Lucie had braced herself for what they would find. Still, she felt her heart give a painful thump: the coffin lid was open, the coffin itself empty. The Blackthorn sword was gone.
Grace made a despairing noise. Lucie wondered if she had quite believed the truth before this moment. “He’s really gone,” she whispered. “We’re too late. We’ll never find him—”
“Yes, we will,” Lucie said. “I will. I can sense him, Grace. Just like you were saying in the ballroom—I can sense the dead. I’ll locate him. And I’ll take Balios; I’ll be faster than Jesse could be on foot.”
Grace nodded, but there was panic on her face. “What should I do?”
“Find Malcolm Fade. Tell him what’s happening. Tell him I need his help.”
Grace hesitated. Feeling as if she had done all she could do, Lucie turned to go—and froze. Grace’s hand had shot out, clamping onto Lucie’s wrist.
“I’ll do it,” she said. “I’ll seek out Fade. But you must swear you won’t let anything happen to Jesse. Swear you’ll bring my brother back safe.”
There was no artifice in Grace’s eyes now, no cunning. Only desperation.
“I swear,” Lucie whispered, and took off at a run.
* * *
Lilith. The First of All Demons, the mother of warlocks. She was beautiful as a work of art might be beautiful, her face a study in sculpture and symmetry, her hair a cloud that moved of its own accord despite the lack of wind. Cordelia recognized her now from her portrait in the Hell Ruelle, the woman with the serpent’s body twined around a tree.
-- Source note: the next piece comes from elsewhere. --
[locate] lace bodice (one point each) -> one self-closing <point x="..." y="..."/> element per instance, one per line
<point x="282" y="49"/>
“Of course I am here,” she said. Her gaze had flicked over James and Cordelia and rested now on Belial. “When you cast me from my realm, Prince of Hell, I came to this world. Beliya’al, liar, ruin-lover, I could not believe you would have broken the trust of millennia—would have tried to take from me the land granted to me by Heaven itself.”
“Heaven,” Belial sneered. “Heaven has no place in Edom, and no use for you, Lilitu.”